Surely that number could reach $1 billion, over time? Gordon says that as a stand-alone commercial proposition, rail in New Zealand has never been in a position to fund its underlying capital, of about $200-odd-million a year.
“On an ongoing basis, rail will require capital. You do the years long enough it’ll get to be a very big number.”
Asked when big chunks of Crown investment might be needed in KiwiRail’s ageing infrastructure, Gordon and Rushbrook both arrive on a rough timeframe of five years.

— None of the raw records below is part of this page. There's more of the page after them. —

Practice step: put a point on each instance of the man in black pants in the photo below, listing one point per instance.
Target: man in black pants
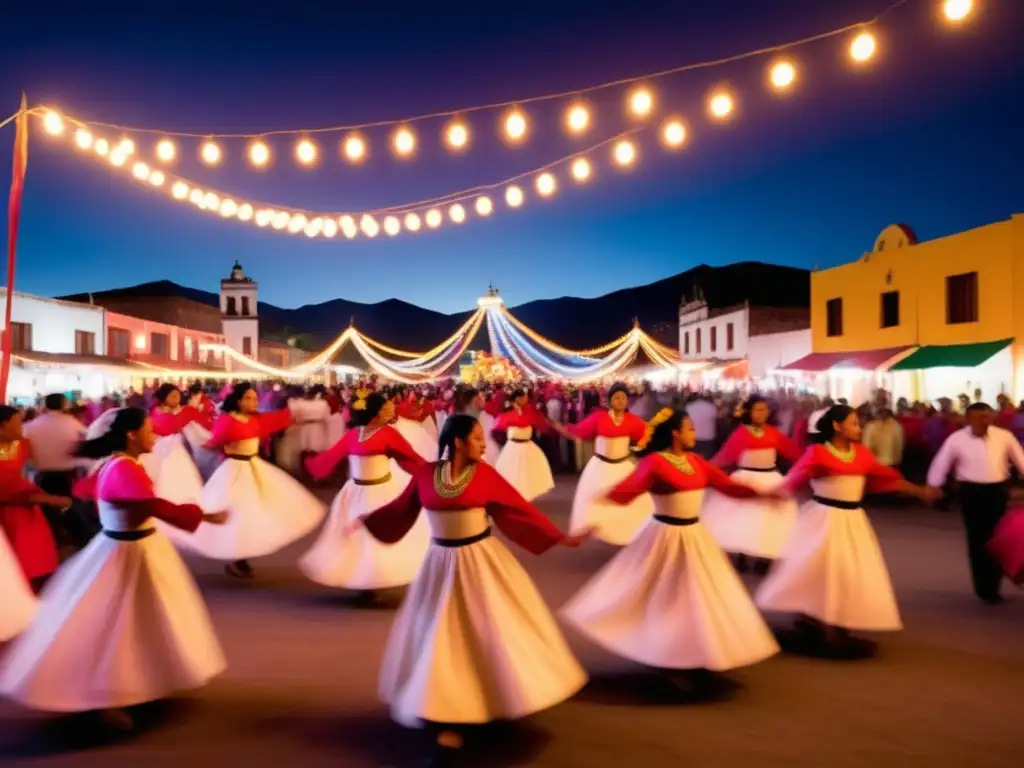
(981, 455)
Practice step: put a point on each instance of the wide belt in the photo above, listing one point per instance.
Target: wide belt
(374, 481)
(454, 543)
(129, 536)
(670, 520)
(837, 503)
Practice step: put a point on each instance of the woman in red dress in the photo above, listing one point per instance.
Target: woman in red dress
(22, 521)
(473, 641)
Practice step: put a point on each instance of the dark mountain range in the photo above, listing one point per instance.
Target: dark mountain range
(570, 322)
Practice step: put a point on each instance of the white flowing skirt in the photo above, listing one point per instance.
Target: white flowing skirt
(267, 510)
(17, 603)
(759, 527)
(672, 600)
(358, 561)
(474, 642)
(611, 523)
(121, 624)
(494, 449)
(418, 437)
(833, 569)
(526, 468)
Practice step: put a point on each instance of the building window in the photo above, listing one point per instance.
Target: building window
(160, 345)
(118, 342)
(890, 309)
(20, 337)
(85, 342)
(834, 316)
(962, 298)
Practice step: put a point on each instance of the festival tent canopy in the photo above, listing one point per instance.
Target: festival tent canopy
(951, 355)
(868, 359)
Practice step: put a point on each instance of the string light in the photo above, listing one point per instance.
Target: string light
(863, 47)
(578, 119)
(625, 153)
(305, 152)
(673, 133)
(210, 153)
(956, 10)
(720, 104)
(641, 102)
(513, 197)
(782, 75)
(166, 151)
(515, 126)
(403, 141)
(546, 184)
(457, 135)
(581, 169)
(354, 148)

Turnaround comes to a screeching halt
Labour would do well to focus on the non-financial benefits of rail – such as carbon emission savings and easing congestion – if National’s record is anything to go by.

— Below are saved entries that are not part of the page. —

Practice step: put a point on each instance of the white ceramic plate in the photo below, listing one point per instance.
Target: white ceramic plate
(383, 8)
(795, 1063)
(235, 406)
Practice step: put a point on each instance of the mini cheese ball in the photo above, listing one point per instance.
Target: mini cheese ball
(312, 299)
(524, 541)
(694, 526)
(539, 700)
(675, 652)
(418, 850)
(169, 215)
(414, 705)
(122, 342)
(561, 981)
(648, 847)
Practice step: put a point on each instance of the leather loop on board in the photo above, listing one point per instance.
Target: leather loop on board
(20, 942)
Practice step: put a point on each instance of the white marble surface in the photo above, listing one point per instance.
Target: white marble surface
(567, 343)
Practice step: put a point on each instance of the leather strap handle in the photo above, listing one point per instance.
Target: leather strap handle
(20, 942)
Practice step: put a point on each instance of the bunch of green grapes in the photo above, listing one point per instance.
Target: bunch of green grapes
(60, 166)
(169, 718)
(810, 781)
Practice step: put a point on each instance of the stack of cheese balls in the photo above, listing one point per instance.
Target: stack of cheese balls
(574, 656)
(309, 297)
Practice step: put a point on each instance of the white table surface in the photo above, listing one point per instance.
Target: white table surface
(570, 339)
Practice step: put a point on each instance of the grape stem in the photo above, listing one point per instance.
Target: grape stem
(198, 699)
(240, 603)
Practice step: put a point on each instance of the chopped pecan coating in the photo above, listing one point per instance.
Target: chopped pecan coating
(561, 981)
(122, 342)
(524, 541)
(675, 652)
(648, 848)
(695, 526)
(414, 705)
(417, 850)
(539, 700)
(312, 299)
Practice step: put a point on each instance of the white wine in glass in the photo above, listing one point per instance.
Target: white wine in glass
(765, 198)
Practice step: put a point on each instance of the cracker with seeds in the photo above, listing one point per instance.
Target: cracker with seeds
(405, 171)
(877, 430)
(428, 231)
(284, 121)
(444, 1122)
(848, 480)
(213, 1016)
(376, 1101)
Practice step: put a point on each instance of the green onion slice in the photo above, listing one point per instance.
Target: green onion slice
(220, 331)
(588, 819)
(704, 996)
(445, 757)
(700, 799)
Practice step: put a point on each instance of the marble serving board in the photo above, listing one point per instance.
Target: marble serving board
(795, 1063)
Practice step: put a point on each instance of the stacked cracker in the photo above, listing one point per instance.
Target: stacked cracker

In 2010, it enacted a $750 million “turnaround plan” in the hope of making KiwiRail self-sustaining by 2021. The plan was shelved in 2013. A Treasury review found KiwiRail had made substantial progress but the plan had been based on overly optimistic revenue assumptions, inadequate progress in some areas and unexpected factors, like the global recession.
Hundreds of millions of Crown dollars continued to flow into the rail company. A commercial review started in 2014 found that New Zealand’s freight business would never be big enough for KiwiRail to be self-sustaining. By 2016, six years after the turnaround plan started, freight volumes had increased 14 percent, and KiwiRail’s share of import and export volumes had leaped 69 percent. Another 48 locomotives and 1300 wagons were bought.

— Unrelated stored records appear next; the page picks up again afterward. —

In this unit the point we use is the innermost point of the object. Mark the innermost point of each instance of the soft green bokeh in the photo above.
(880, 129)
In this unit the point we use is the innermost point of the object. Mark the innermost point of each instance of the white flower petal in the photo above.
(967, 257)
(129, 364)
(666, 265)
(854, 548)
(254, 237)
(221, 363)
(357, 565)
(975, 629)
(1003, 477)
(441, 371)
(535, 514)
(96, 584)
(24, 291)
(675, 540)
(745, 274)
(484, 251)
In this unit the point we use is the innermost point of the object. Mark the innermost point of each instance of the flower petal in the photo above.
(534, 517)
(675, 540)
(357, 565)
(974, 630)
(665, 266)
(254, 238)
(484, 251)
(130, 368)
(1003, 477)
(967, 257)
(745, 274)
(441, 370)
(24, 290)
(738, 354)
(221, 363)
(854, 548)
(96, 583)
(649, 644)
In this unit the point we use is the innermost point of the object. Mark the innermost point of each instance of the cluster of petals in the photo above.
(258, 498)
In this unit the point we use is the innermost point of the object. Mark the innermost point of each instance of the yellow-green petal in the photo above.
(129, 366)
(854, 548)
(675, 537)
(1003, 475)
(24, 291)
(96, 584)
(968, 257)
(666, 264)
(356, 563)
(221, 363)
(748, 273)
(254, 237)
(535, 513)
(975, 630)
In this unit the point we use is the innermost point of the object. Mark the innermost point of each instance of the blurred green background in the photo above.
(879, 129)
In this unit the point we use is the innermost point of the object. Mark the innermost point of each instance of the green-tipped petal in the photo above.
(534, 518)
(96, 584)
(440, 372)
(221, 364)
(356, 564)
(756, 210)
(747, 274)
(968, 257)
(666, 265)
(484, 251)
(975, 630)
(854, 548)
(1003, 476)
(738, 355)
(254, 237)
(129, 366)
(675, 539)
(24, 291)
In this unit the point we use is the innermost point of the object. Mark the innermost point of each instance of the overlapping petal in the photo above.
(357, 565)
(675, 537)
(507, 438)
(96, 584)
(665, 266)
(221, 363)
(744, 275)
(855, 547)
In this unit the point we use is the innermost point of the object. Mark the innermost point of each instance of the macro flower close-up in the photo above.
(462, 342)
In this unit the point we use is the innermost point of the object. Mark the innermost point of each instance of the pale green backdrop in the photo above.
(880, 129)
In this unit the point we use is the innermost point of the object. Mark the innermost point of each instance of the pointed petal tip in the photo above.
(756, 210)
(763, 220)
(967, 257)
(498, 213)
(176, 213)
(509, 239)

So much was achieved. And then the Kaikoura quakes hit in November 2016.
In latest KiwiRail accounts, for the half-year, the company notes its insurance only covers loss and damage up to $350 million. The previous Government promised to meet any shortfall, including, in that last six-month period, a $40 million injection, while the company’s accounts took a charge of $134.1 million on its assets “for the capital cost of reinstatement incurred”.
Gordon says if Crown money is invested properly it can deliver on Government policy objectives. He points to Government investment in Auckland’s commuter rail network. In 2003, when Britomart station opened, patronage was about two-and-a-half million trips a year. Last August, the rail network celebrated recording 20 million trips in a single year.
Gordon: “I can’t see any reason to suspect that, post the City Rail Link and other things, that could be up in the 50s.”
Peters versus English
A question which seems more relevant in the last 24 hours is, what are the Government’s objectives? Yesterday Labour’s Justice Minister Andrew Little announced he was backing off repealing the controversial Three Strikes law because New Zealand First wouldn’t support it.
In terms of KiwiRail’s future, it’s worth repeating an exchange in Parliament in February 2015.
Bill English, the Finance Minister at the time, found himself defending his Government’s investment in KiwiRail – more than $1 billion over four or five years – under questioning from Finance and Expenditure Committee member Winston Peters.
Plugging capital investment gaps of between $150 million to $350 million a year was a concern, English agreed.
Peters asked English if he’d had any discussions about privatising the ferry service or putting in foreign ships or crews. No, English replied, adding: “This is a business where it’s a real challenge to get it to a sustainable basis, and we are now, I think, on about our third round of having a harder, deeper look at what drives KiwiRail costs and revenue.”
Peters, unsatisfied, pressed further, asking if any Treasury boffins had ever asked about the financial “disaster” happening at KiwiRail, the “almost daily stoppages” and whether it needed to go through the business with a fine-tooth comb. “Surely somebody said: ‘Look, alarm bells should be ringing here. What are we going to do about it?’”
Newsroom asked Peters, the Minister of State Owned Enterprises and soon to be acting prime minister, for his current view of KiwiRail’s operations and the likelihood of further Crown investment. His office didn’t respond.